I had no intention of diving too deep into this mashup of romantic love bursting at the seams with the excruciating pain of the death of my best friend. I lived it once already, wrote about it two years ago and just figured I’d make it better in this workshop. No big deal, right? I supposed I would just casually snorkel near the surface and keep it safe. I didn’t know I’d be strapping on the tank and going deep below the surface to see what was in each cavern or see new creatures and coral I couldn’t see from the top.
Sometimes you need help to reach
Helping you get there—to get deep—is what workshopping groups are supposed to do (and what mine did for me last month at the conference). Each member of our group provided me an outside viewpoint that woke me to new words I couldn’t get to before.
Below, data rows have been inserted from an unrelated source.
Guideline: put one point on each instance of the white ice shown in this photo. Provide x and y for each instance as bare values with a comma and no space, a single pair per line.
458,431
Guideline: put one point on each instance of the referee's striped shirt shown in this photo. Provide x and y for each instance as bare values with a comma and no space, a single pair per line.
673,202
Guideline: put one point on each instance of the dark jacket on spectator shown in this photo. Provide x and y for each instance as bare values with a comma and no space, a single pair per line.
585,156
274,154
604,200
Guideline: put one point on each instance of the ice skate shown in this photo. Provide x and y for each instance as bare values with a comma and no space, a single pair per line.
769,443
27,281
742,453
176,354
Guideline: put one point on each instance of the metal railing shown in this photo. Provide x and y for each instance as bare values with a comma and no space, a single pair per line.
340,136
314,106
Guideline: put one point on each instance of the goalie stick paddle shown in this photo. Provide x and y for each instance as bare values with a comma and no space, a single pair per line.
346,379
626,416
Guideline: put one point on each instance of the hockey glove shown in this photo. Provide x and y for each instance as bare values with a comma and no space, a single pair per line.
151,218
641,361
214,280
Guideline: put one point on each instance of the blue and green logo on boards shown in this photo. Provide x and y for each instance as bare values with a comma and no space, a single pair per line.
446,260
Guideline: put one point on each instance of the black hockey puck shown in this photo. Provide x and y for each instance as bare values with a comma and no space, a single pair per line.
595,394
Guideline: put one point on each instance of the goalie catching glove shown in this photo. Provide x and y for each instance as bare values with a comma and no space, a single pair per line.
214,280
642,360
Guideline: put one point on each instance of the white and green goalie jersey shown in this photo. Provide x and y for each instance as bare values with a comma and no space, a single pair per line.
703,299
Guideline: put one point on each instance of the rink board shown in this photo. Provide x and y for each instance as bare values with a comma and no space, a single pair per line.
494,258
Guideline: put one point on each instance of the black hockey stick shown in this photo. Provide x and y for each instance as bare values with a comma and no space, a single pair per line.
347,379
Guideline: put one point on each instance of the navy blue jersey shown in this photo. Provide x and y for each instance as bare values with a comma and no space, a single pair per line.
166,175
For me, reaching for words alone is like sticking my arm in a hole in the ground that’s only three-inches deeper than the length of my arm and my fingers are wriggling and stretching to try to pick up words lying there like a pile of plastic red, blue and yellow Pick Up Monkeys I played with as a kid—monkeys with their arms curved like hooks so they can link one to another in a long monkey chain. But my arm isn’t long enough and I can’t reach the monkeys. I know they’re there but they’re just out of reach. If I could just get one of them I could grab the rest of the pile. So I lie there on the ground with my arm stretched out as long as I can muster and wriggle and wriggle my fingers in hopes of grasping a word that will link to another and another in a long chain. I usually give up and just move on. But a workshopping group doesn’t let you move on.
Words are often unreachable and for me, it takes others to help me reach a little further even if it’s painful. That’s the joy of workshopping—you get to where you need to be, even if it does make you cry a little. Just because time has passed doesn’t make visiting the past any easier. Getting to the right words takes time, patience, a long arm, some great folks to provide feedback to point you in the right direction, and maybe some tissues.
But next year I’m not going to make such a rookie mistake. Maybe I’ll save the deeply emotional pieces for one-on-one feedback, so if I cry it won’t feel the need to be so apologetic about my tears.
I think next time I’ll just bring an essay about birds.
Do you ever struggle for words when you write? How do you break through that? And have you ever workshopped a piece that brought you to tears? (Because if you have, that would make me feel a whole lot better.)